Processes to construct new electricity distribution systems must be accelerated while existing ones should be expanded for the addition of further substations. An importance will also be given to increasing the total number of cables to make the present system more robust in preparation for similar future instances.
The Prime Minister explained how €40 million worth of European funds from the Brexit Adjustment Reserve were directed towards the goals enshrined through the European Commission’s REPowerEU plan. This puts further emphasis towards sustainable development; the Maltese Government’s fund towards energy reform has increased by €70 million – increasing to a total budget of €330 million.

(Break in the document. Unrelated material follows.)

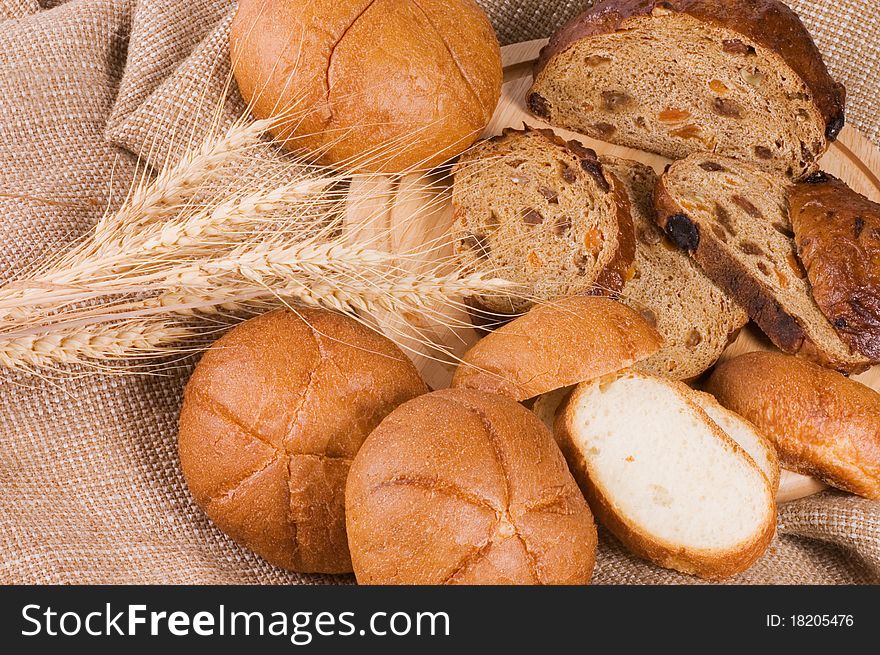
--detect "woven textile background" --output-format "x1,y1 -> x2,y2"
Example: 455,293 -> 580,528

Abela said that the economic transition that the government is pushing should contribute to address the challenges of climate change. The transition should be one based on quality, respect towards each other and more discipline. He mentioned reforms such as the licensing of contractors, which has already been implemented, and the one regarding stone masons, which has been launched, as examples on the way forward.
He said that the government remains sensitive to the needs of the people and business. A study is being carried out to establish a compensation system to those who are hit by power cuts in exceptional circumstances related to climate change.
Abela said that he had instructed the permanent secretary Tony Sultana to establish a protocol to determine what shiuld be done when the country is facing pressure derived from climate change. This protocol will lay down the mechanisms that the country will follow to be more effective in its reaction to such happenings. An authority will also be established to see what more Malta can do to face the challenges of climate change, Abela said.
Energy Minister Miriam Dalli said that in the coming months a draft law related to the setting up of the authority will be presented in Parliament.
Also present in this meeting were Minister Clyde Caruana for Finance and Employment, the Parliamentary Secretary for Social Dialogue, Andy Ellul, Principal Permanent Secretary Tony Sultana, Cabinet Secretary Ryan Spagnol, and the Head of Secretariat within the Office of the Prime Minister, Glenn Micallef.